The low-lying fog seemed to dance around her, wrapping her like a blanket, encouraging the heaviness of her form. But even as the sense of well-being warmed her, an inner voice warned her that she needed to shake off the leaden blanket and run.
Because the ground was trembling, erupting like a volcano, shifting the old stones that lay askew nearby. A shower of dirt skittered over her.
That inner voice screamed at her to run, but it was too late.
The shadow man approached her, pure evil, but she was paralyzed. She couldn’t move, and no sound escaped from her lips. Whatever had been in the black drink was paralyzing her. She could still see the Voodoo Queen, standing there now with a satisfied smile, and she knew that all the Voodoo Queen’s promises had been no more than a ruse
. She saw and felt the essence of the zombie, heard the rasp of its fetid breath, and in that moment everything was so clear but it was too late—oh, God, far too late—to know and see and understand, to know that this had nothing to do with a love spell.
She had not come to dig up bones as an offering to the love goddess. She had come to dig a grave—her own grave—for she was the offering.
Chapter One
Green mountains, emerald waters and golden sand beaches. The archipelago off the mainland of Brazil was a kaleidoscope of natural wonders, and the water went from shallow to deep, from sloping sand to a sudden drop-off leading to a misty and strange world of tangled plants and fish. I was looking forward to getting into my scuba gear later to get a closer look.
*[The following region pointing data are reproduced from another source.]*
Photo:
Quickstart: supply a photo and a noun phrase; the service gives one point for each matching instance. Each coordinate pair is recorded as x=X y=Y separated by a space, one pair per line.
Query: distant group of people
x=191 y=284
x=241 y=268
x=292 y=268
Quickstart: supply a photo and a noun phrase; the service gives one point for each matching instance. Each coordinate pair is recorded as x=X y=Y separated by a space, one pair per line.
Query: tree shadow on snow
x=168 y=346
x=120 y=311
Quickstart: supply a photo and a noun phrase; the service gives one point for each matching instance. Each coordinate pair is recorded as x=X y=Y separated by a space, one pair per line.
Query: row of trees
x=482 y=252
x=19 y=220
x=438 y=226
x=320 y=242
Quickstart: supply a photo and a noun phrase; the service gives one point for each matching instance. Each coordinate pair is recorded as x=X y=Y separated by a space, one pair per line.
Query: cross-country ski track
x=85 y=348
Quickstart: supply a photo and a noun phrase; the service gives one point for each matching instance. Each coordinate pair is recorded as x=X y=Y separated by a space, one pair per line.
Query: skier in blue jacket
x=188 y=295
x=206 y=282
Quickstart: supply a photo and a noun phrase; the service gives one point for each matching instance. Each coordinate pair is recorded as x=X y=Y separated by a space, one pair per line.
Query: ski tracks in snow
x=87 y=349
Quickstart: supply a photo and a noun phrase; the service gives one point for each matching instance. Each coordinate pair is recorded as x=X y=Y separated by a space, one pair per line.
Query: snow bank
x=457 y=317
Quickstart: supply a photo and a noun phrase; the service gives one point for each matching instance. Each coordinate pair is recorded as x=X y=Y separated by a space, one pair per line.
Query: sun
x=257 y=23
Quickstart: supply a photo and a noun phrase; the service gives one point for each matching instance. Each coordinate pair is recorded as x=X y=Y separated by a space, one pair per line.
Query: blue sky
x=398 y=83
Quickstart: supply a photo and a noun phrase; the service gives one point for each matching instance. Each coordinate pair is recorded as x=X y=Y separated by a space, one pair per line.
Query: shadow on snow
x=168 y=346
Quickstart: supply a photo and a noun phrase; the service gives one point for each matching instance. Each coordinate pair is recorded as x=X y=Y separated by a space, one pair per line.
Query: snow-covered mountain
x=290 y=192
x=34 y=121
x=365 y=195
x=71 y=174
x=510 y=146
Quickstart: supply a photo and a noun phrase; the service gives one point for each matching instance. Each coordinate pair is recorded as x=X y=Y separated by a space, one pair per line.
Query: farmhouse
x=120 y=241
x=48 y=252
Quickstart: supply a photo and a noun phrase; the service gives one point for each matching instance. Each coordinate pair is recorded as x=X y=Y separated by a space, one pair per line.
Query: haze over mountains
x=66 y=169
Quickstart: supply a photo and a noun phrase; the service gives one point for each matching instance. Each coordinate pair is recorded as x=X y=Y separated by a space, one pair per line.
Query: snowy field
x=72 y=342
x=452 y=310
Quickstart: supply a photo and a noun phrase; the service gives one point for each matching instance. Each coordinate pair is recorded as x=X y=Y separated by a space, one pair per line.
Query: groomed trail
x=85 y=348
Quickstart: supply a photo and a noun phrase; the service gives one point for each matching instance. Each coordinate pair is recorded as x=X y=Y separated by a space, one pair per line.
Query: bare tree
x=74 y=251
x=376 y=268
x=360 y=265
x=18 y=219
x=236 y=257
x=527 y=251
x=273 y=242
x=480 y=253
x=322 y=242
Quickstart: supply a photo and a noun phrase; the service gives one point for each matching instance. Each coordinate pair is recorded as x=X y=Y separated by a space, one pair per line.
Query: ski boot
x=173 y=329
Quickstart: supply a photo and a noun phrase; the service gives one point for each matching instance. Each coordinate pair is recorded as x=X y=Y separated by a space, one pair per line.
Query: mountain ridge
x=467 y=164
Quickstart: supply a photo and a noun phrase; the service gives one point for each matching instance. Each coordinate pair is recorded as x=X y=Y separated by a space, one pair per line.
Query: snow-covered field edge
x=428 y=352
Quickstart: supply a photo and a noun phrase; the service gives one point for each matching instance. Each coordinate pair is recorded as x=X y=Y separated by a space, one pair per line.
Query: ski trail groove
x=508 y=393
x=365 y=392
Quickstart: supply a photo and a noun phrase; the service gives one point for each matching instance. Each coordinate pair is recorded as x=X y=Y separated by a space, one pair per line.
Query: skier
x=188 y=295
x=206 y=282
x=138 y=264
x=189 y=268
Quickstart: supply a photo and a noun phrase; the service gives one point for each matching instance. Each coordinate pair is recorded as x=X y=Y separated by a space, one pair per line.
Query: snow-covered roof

In the meantime, I meandered to the water's edge of São Paulo, half-empty coffee cup in hand. The sand was hot on my toes, so I dipped them into the Atlantic Ocean to cool them down. It was late afternoon, and last I’d checked the temp had risen to the high eighties. My cotton dress clung to me like wet wallpaper, but there was nothing as glorious as the salty São Paulo air and I was content.
I’d devoured three mini coconut rolls while waiting for Danior Vianu to return from one of the shops. She’d just picked me up from the São Paulo Airport.
I closed my eyes, relishing the start to my Island vacation—well, not technically a vacation; somehow, I’d been roped in to working a case at the Paranormal Plantation Resort. A colonial mansion on the beautiful island of Ilhabela, off the coast of Brazil. It was owned by Danior’s cousin, Vera Donazan and had a reputation for paranormal activity thanks to the fact that it used to be a mortuary. It catered to an eclectic group of socialites, rock stars, and kooky artists. To add to its mystery, it had private huts and cabins that looked more like run-down haunted houses from a movie set.
Vera had spent every last cent buying the place and her fingers were crossed that it would pay off. Unfortunately, she was having some staffing issues and so Danior and her boyfriend Emilion had flown down a week ago to help out for the summer. Apparently, the paranormal reputation was a little too real for some. Especially since a couple of the guests had recently gone missing. The most recent being Lise Trix—the receptionist from Caravan Manor. She’d decided to tag along, much to Danior’s annoyance. The young women were not exactly the best of friends, but Lise was due for a holiday and when she offered to pay her own way and work for free, Nana and Vera had both agreed. So, she hopped the next flight out following Danior and Emilion by a day, but she never showed up at the plantation and Nana was worried.